Figure 3. 12 PKI hits representing different scaffolds and structures

a) Bcr-abl Inhibitor b) Bisindolylmaleimide I c) Compound 56 d) Flt-3 Inhibitor III e) Lck Inhibitor f) Rho Kinase Inhibitor IV g) IKK Inhibitor VII h) Src Kinase Inhibitor I i) Tpl2 Kinase Inhibitor II j) AMPK inhibitor k) ML-7 l) Olomoucine II.

Figure 4. Densitometric analysis of phosphorylation by western blotting

Phosphorylation of indicated markers was analyzed by western blotting in HEK 293T cells treated with 12 different PKI hits for 3 hours. Each colored block represents the change of phosphorylation, where black means no change, red means increased phosphorylation, and green means decreased phosphorylation (values are averaged over three independent experiments). Hierarchical clustering was performed in MatLab using a Euclidean metric. A sample blot is included for total S6 (α-S6) and phospho-S6 (α-pS6): 1) Bcr-abl inhibitor, 2) Bisindolylmaleimide I, 3) Compound 56, 4) Flt-3 inhibitor III, 5) Lck inhibitor, 6) ROCK inhibitor IV, 7) Src Kinase inhibitor I 8) AMPK inhibitor, Compound C, 9) IKK inhibitor VII, 10) ML-7, Hydrochloride, 11) Olomoucine II, 12) Tpl2 Kinase inhibitor II, 13 & 14) DMSO (solvent). Representative western blots for all markers are provided in supplementary figure 3.

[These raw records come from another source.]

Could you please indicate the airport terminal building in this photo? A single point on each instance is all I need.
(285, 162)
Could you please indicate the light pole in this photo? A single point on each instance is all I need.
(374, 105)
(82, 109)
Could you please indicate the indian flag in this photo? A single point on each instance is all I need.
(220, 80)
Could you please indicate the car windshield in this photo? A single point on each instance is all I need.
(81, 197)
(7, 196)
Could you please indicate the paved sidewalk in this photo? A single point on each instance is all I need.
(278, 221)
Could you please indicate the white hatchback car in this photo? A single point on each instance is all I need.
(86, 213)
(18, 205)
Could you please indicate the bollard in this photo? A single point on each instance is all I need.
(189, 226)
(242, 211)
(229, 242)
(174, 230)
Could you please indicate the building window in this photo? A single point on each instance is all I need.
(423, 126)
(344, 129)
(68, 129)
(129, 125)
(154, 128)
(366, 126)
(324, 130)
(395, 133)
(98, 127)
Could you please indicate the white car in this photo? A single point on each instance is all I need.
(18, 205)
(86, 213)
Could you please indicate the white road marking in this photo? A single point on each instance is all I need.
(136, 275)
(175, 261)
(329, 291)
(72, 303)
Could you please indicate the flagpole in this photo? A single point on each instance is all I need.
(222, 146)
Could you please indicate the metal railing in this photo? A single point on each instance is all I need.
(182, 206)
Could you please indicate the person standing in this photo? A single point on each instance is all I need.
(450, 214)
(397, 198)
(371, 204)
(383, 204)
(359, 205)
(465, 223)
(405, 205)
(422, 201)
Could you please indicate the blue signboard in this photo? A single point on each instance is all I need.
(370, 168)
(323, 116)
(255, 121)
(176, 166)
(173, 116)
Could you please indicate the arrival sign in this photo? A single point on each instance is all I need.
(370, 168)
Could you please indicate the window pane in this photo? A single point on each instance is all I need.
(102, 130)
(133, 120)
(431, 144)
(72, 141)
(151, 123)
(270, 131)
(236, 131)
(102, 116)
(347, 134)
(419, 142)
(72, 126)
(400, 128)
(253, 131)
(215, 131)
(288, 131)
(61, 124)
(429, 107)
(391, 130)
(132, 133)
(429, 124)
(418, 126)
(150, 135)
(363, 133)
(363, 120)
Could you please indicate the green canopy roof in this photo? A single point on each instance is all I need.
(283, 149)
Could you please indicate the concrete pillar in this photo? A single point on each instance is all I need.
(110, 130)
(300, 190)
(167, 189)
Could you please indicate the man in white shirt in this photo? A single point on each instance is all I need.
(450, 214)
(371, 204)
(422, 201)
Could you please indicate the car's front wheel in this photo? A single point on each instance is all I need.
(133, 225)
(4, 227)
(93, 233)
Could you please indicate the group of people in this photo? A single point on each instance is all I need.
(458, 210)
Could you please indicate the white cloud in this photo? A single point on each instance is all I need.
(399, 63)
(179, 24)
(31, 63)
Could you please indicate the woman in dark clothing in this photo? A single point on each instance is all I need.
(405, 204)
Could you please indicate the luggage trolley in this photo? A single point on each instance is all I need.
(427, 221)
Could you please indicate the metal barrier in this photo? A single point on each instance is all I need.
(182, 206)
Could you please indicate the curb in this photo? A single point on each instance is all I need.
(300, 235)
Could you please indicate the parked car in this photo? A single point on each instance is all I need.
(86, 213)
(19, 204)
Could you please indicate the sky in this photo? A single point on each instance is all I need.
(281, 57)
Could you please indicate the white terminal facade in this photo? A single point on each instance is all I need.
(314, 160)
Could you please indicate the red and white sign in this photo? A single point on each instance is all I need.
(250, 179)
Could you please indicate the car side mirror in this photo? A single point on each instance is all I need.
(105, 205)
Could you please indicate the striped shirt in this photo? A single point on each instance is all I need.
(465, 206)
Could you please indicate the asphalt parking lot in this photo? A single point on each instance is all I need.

Figure 5. ML-7 promotes axon growth in transected cortical slice cultures

a) Bilateral cortical slices connected by the corpus callosum were prepared from P5 rats and treated with viral particles encoding eGFP. After 8 DIV, the hemispheres were separated, paired with unlabeled P5 recipient tissue, and treated with ML-7 (10 μM) or DMSO (control). Axon growth was evaluated 7 days later at a distance of 1 mm from the pairing interface. b) Confocal Z stack of image strips obtained from a slice that received DMSO and a slice that received ML-7. c) Sample of traced image using automated tracing implemented in MatLab (top: confocal image, bottom: grey scale version of confocal image with superimposition of traced axons in red). d) Three replicate slices from two experiments were analyzed. ***P < 0.01, paired t test, mean ± SEM.